God is obviously doing things far greater and more unpredictable than we could ever imagine. Over the last few months, we've posted a series of interviews in which refugees tell us their own stories. We're so accustomed to refugees coming that we forget how amazing it is: their voices were silenced and lives threatened, and now, they are here, our neighbors, speaking to us freely. Each voice, each life, is a gift. For them, I am thankful. Here are a few other things, in no particular order, for which I am thankful:

  • Our case management grant for survivors of human trafficking was renewed.
  • We are exploring ways to support vulnerable immigrant populations, both with legal services and advocacy for immigration reform.
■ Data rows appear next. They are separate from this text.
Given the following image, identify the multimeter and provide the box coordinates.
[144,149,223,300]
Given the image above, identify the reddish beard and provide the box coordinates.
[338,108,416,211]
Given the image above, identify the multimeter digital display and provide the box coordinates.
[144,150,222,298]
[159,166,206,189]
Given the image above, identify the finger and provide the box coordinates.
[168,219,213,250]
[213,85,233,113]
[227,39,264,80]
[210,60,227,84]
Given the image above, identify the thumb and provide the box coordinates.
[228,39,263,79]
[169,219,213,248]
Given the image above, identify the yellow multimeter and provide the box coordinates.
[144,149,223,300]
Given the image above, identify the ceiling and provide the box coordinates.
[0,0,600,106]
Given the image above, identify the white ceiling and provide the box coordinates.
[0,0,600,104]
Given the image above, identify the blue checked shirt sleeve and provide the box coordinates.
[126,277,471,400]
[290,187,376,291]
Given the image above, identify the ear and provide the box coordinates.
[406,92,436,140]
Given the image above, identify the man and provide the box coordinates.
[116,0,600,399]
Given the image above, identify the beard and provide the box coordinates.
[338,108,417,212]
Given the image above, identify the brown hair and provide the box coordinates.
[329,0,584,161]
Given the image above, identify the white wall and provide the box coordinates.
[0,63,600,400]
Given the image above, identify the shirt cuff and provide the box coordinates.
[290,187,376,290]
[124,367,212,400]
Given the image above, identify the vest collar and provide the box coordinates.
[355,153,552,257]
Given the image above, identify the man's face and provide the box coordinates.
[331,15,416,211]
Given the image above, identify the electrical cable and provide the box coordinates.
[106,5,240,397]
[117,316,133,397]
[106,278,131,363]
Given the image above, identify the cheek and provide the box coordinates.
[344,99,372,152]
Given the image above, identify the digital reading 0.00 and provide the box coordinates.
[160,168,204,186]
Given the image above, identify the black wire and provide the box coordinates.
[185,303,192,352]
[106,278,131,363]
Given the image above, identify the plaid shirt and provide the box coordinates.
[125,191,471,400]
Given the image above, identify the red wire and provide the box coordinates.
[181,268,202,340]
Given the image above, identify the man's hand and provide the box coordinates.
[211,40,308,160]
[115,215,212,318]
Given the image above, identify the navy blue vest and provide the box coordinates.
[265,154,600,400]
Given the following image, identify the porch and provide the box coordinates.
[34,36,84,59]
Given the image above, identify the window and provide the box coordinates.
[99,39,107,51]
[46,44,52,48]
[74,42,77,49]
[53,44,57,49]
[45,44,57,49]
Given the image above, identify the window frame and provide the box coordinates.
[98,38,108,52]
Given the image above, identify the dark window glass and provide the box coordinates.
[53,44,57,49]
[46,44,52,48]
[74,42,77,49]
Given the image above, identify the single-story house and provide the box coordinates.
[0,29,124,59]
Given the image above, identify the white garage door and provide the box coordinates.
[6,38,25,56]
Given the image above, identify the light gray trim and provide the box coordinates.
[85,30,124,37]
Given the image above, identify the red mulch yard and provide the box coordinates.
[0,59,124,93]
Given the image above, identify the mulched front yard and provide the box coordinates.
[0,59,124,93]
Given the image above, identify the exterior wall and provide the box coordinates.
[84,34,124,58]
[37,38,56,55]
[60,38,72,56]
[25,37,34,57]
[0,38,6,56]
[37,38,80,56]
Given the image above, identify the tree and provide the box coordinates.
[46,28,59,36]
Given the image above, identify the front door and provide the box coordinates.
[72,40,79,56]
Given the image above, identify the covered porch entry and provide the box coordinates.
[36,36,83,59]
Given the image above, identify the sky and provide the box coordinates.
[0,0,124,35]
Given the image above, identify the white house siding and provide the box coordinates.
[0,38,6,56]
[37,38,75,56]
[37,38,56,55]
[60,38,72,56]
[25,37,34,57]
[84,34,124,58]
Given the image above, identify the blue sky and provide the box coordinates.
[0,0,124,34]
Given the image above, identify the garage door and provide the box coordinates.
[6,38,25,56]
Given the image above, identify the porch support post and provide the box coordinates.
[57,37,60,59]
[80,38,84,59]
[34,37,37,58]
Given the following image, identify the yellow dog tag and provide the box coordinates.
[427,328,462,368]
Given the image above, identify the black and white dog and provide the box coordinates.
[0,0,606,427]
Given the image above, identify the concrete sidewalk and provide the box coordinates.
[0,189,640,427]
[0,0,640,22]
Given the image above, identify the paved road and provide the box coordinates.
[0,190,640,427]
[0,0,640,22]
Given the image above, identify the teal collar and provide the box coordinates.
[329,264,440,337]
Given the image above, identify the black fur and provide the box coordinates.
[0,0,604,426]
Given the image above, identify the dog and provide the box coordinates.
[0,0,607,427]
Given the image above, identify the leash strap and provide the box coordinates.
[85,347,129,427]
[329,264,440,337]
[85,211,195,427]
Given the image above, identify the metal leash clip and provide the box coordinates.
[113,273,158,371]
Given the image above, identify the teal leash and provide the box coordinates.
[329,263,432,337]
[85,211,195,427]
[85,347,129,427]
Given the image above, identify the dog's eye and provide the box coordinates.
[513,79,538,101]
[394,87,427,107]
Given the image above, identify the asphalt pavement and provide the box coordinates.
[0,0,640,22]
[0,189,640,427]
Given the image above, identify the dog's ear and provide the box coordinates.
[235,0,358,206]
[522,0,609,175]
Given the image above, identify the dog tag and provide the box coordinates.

  • Almost all of the refugees we've resettled this year have church volunteers or partners.
  • We continue to find jobs for refugees.
  • A coalition of churches and volunteers has formed in Raleigh to help us start resettling refugees there.
  • The two AmeriCorps members with our office are doing amazing work.
  • We started a partnership with Durham Tech's nursing school to provide refugees with more extensive health education and assistance.
  • Our staff, who wonderfully guide refugees through the complex process of resettlement and demonstrate remarkable compassion throughout.
  • Our volunteers: you all amaze me with your willingness to open up your lives to strangers (Matt 25).

I am thankful, most of all, for all the clear reminders that this is not "our work" but your work, the work of the local church. Every success is your success. So thanks for letting us join you in this strange work of God: "God was reconciling the world to himself in Christ" (2 Cor 5:19).